Il datore di lavoro deve rispettare il principio di uguaglianza professionale tra i lavoratori della sua impresa (art. 3 Costituzione).
L’art. 37 della Costituzione stabilisce infatti “la donna lavoratrice ha gli stessi diritti e parità di lavoro, le stesse retribuzioni che spettano al lavoratore. Le condizioni di lavoro devono consistere l’adempimento della sua essenziale funzione familiare e assicurare alla madre e al bambino una speciale adeguata protezione…”
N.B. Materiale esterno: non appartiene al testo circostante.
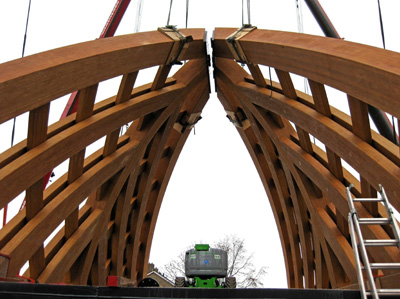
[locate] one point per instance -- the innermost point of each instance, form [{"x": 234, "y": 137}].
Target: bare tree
[{"x": 240, "y": 263}]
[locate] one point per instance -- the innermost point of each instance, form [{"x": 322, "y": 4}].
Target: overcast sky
[{"x": 215, "y": 189}]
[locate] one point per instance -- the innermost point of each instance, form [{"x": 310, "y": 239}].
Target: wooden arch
[{"x": 123, "y": 183}]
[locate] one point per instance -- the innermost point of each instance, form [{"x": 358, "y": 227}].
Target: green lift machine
[{"x": 206, "y": 267}]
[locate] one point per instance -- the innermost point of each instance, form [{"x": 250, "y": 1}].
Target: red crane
[{"x": 109, "y": 30}]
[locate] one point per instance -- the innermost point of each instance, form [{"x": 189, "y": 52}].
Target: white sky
[{"x": 215, "y": 189}]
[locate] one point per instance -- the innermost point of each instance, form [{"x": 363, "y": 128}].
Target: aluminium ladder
[{"x": 360, "y": 248}]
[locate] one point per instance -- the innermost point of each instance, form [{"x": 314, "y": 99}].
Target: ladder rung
[
  {"x": 391, "y": 242},
  {"x": 367, "y": 199},
  {"x": 374, "y": 221},
  {"x": 384, "y": 266}
]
Discriminazione diretta (L. 903/77): costituisce discriminazione diretta qualsiasi atto, patto o comportamento che produca un effetto pregiudizievole discrimando le lavoratrici o i lavoratori in ragione del loro sesso e altro lavoratore in situazione analoga (art. 2 Direttiva CE 207/76). Si ha questo tipo di discriminazione ogni volta che il datore di lavoro seleziona o valuta il personale femminile in maniera diversa rispetto a quello maschile, senza che i criteri adottati siano adeguatamente motivati in relazione alla professionalità e al tipo di prestazione richiesta. es. di discriminazione si realizza mediante la sottoposizione le aspiranti lavoratrici a test di gravidanza, infatti l’art. 8 Legge 300/70 (statuto dei lavoratori) prevede che lo stato di gravidanza non può essere oggetto di indagine da parte del datore di lavoro. All’interno del concetto di discriminazione diretta rientrano le forma di discriminazione c.d. occulta o dissimulata.
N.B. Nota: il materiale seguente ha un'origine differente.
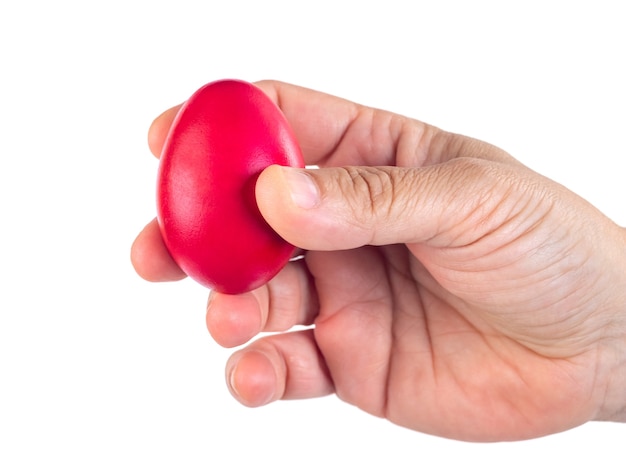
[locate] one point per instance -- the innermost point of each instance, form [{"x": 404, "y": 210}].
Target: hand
[{"x": 452, "y": 290}]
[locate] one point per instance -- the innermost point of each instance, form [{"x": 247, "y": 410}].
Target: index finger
[{"x": 331, "y": 131}]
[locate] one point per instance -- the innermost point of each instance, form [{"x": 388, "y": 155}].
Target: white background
[{"x": 101, "y": 369}]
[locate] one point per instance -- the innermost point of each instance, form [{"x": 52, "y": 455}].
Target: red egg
[{"x": 220, "y": 141}]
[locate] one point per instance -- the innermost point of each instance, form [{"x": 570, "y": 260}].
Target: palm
[{"x": 481, "y": 322}]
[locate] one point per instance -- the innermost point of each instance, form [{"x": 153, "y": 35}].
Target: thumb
[{"x": 348, "y": 207}]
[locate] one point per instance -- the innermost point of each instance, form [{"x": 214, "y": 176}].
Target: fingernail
[{"x": 303, "y": 190}]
Discriminazione indiretta (L. 125/91 – Circolare Min. Lav. 26 marzo 2001 n. 31): si ha discriminazione indiretta quando una disposizione, un criterio, una prassi, un atto, un patto o un comportamento apparentemente neutri mettono o possono mettere i lavoratori di un determinato sesso in una posizione di particolare svantaggio rispetto a lavoratori dell’altro sesso, salvo che riguardino requisiti essenziali allo svolgimento dell’attività lavorativa, purchè l’obiettivo sia legittimo e i mezzi per il suo conseguimento siano appropriati e necessari (art. 2 Direttiva CE 207/76).
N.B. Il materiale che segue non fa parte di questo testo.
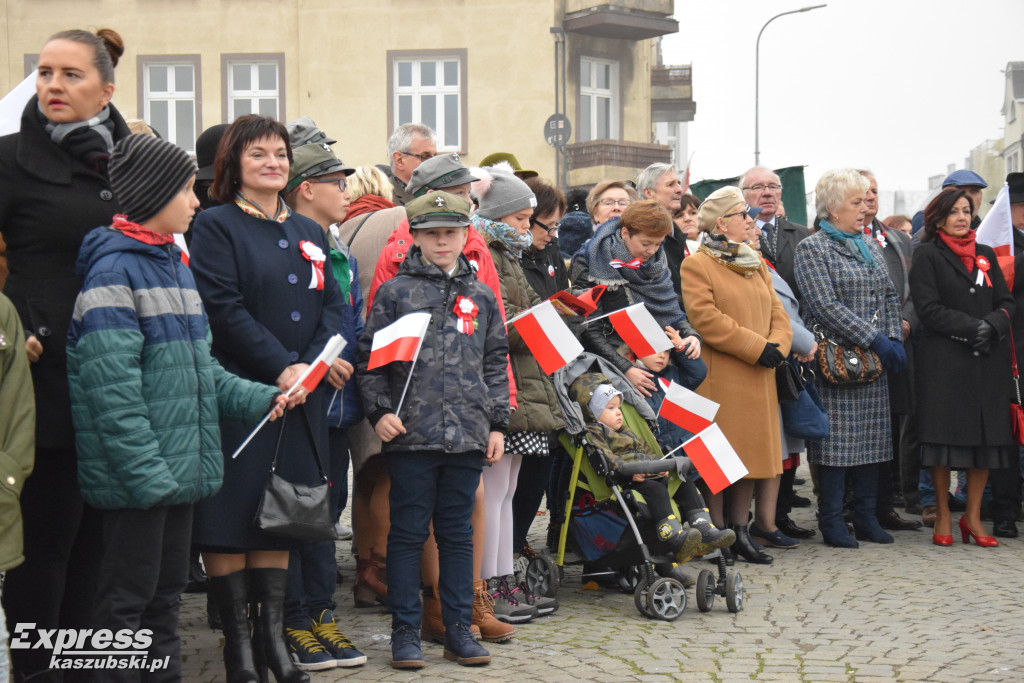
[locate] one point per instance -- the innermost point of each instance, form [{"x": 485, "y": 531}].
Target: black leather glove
[
  {"x": 984, "y": 337},
  {"x": 771, "y": 357},
  {"x": 890, "y": 352}
]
Licenziamento della lavoratrice per matrimonio (art. 1 L. 7/63): sono nulle e si considerano non apposte le clausole contenute in un contratto che prevedono la risoluzione del rapporto di lavoro in conseguenza di matrimonio. Si presume tale il licenziamento intimato nel periodo che va dalla richiesta della pubblicazione civile di matrimonio fima a un anno dopo l’avvenuta celebrazione (Cass. 10 maggio 2003 n. 7176).
Le discriminazioni relative all’accesso, al lavoro, alla formazione professionale, alla parità retributiva, alle qualifiche, alle mansioni, alla carriera, nonchè all’età di pensionamento sono punite con l’ammenda da € 103,00 a 516,00.